عَنْ عِكْرِمَةَ أَنَّ رِفَاعَةَ طَلَّقَ امْرَأَتَهُ فَتَزَوَّجَهَا عَبْدُ الرَّحْمَنِ بْنُ الزَّبِيرِ الْقُرَظِيُّ قَالَتْ عَائِشَةُ وَعَلَيْهَا خِمَارٌ أَخْضَرُ فَشَكَتْ إِلَيْهَا وَأَرَتْهَا خُضْرَةً بِجِلْدِهَا فَلَمَّا جَاءَ رَسُولُ اللَّهِ صَلَّى اللَّهُ عَلَيْهِ وَسَلَّمَ وَالنِّسَاءُ يَنْصُرُ بَعْضُهُنَّ بَعْضًا قَالَتْ عَائِشَةُ مَا رَأَيْتُ مِثْلَ مَا يَلْقَى الْمُؤْمِنَاتُ لَجِلْدُهَا أَشَدُّ خُضْرَةً مِنْ ثَوْبِهَا قَالَ وَسَمِعَ أَنَّهَا قَدْ أَتَتْ رَسُولَ اللَّهِ صَلَّى اللَّهُ عَلَيْهِ وَسَلَّمَ فَجَاءَ وَمَعَهُ ابْنَانِ لَهُ مِنْ غَيْرِهَا قَالَتْ وَاللَّهِ مَا لِي إِلَيْهِ مِنْ ذَنْبٍ إِلَّا أَنَّ مَا مَعَهُ لَيْسَ بِأَغْنَى عَنِّي مِنْ هَذِهِ وَأَخَذَتْ هُدْبَةً مِنْ ثَوْبِهَا فَقَالَ كَذَبَتْ وَاللَّهِ يَا رَسُولَ اللَّهِ إِنِّي لَأَنْفُضُهَا نَفْضَ الْأَدِيمِ وَلَكِنَّهَا نَاشِزٌ تُرِيدُ رِفَاعَةَ فَقَالَ رَسُولُ اللَّهِ صَلَّى اللَّهُ عَلَيْهِ وَسَلَّمَ فَإِنْ كَانَ ذَلِكِ لَمْ تَحِلِّي لَهُ أَوْ لَمْ تَصْلُحِي لَهُ حَتَّى يَذُوقَ مِنْ عُسَيْلَتِكِ قَالَ وَأَبْصَرَ مَعَهُ ابْنَيْنِ لَهُ فَقَالَ بَنُوكَ هَؤُلَاءِ قَالَ نَعَمْ قَالَ هَذَا الَّذِي تَزْعُمِينَ مَا تَزْعُمِينَ فَوَاللَّهِ لَهُمْ أَشْبَهُ بِهِ مِنْ الْغُرَابِ بِالْغُرَابِ

Dari Ikrimah bahwa Rifa'ah telah menceraikan isterinya, kemudian isterinya menikah dengan Abdurrahman bin Zubair Al Qurdli, Aisyah berkata; "Ketika itu mantan isteri Rifa'ah tengah mengenakan kerudung hijau, lalu mantan isteri Rifa'ah mengadukan permasalahannya kepada Aisyah, mantan isteri Rifaah memperlihatkan bekas hijau di kulitnya.

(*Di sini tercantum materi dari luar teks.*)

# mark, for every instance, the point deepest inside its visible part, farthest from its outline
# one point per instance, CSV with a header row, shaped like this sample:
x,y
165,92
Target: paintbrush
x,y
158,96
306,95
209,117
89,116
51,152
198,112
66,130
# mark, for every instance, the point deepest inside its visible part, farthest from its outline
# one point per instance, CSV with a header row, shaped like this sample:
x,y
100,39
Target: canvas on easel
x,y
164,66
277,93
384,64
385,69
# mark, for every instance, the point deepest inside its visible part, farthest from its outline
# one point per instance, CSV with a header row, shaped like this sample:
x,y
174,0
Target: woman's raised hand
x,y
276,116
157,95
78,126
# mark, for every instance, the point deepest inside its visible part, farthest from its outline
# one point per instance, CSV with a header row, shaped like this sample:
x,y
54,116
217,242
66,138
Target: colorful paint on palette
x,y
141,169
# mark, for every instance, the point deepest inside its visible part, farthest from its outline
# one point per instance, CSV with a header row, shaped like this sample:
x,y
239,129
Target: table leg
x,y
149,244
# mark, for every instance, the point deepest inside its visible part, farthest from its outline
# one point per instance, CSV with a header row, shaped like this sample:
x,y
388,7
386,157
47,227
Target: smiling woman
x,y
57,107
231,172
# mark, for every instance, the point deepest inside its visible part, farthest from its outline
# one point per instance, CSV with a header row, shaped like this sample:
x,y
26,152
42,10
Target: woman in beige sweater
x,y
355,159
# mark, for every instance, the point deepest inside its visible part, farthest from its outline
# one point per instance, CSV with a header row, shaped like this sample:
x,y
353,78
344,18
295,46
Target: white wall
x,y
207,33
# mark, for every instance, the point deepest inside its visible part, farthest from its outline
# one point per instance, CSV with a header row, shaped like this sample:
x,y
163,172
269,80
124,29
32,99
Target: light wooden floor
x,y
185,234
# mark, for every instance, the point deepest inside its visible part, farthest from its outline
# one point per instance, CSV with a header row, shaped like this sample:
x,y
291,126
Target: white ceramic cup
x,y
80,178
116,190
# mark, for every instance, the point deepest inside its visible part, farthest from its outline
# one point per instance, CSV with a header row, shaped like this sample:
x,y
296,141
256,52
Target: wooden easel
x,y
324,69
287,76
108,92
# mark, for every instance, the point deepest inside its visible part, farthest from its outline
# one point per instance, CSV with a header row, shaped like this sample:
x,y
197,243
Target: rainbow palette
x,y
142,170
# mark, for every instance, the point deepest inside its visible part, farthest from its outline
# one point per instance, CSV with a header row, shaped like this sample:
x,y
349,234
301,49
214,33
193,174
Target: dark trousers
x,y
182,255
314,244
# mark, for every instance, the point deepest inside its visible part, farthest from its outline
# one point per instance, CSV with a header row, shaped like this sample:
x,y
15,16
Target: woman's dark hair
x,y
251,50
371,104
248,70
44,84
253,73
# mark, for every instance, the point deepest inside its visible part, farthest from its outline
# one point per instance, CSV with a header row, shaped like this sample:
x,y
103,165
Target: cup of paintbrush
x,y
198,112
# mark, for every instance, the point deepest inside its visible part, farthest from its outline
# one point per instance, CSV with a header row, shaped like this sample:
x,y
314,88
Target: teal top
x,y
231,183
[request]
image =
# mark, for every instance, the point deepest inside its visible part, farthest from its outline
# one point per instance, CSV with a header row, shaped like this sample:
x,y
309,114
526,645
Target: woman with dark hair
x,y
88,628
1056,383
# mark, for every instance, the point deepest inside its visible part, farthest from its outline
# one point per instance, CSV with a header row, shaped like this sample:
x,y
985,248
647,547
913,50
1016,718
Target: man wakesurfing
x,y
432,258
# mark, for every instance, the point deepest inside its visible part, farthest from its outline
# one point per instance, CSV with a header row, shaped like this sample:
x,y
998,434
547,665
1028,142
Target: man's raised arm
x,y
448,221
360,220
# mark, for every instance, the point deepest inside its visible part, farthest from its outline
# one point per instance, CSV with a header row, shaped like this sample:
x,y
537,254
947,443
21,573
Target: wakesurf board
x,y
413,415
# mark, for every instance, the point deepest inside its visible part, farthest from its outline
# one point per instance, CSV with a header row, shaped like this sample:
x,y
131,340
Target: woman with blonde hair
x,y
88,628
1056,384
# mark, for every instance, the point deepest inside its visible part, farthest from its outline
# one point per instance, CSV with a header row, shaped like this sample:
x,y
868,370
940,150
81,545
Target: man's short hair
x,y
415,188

Ketika Rasulullah shallallahu 'alaihi wasallam datang -kala itu para wanita membela satu sama lainnya. Kata 'Aisyah 'Sungguh yang kulihat padanya, seperti yang ditemui wanita mukminah lainnya, sungguh kulitnya jauh lebih hijau dari pada bajunya. Kata Ikrimah, tiba-tiba Abdurrahman datang bersama dua anaknya yang di hasilkan bukan dari isteri keduanya (mantan isteri Rifa'ah). Isterinya berkata; "Demi Allah, tidaklah aku berdosa ketika bersamanya melainkan karena ia tidak dapat memuaskan diriku. " Sambil memegang ujung kainnya. Abdurrahman berkata; "Demi Allah, ia dusta wahai Rasulullah, sesungguhnya aku dapat memuaskannya, akan tetapi ia berbuat nusyuz (membangkang terhadap perintah suami) karena ia hendak kembali kepada Rifa'ah. Maka Rasulullah shallallahu 'alaihi wasallam bersabda : "Apabila seperti itu, maka kamu tidak halal bagi Rifa'ah atau tidak sah bagi Rifa'ah hingga ia (suami kedua) merasakan madumu. " Ikrimah berkata; "Lalu Abdurrahman memperlihatkan kedua anaknya, beliau pun bersabda : "Apakah mereka semua anak-anakmu ? " Abdurrahman menjawab; "Ya. " Beliau bersabda : "Demi Allah, ini adalah sesuatu yang kamu sangka? demi Allah, mereka lebih menyerupai dengan ayahnya dari pada burung gagak dengan induknya" [HR Bukhori Muslim]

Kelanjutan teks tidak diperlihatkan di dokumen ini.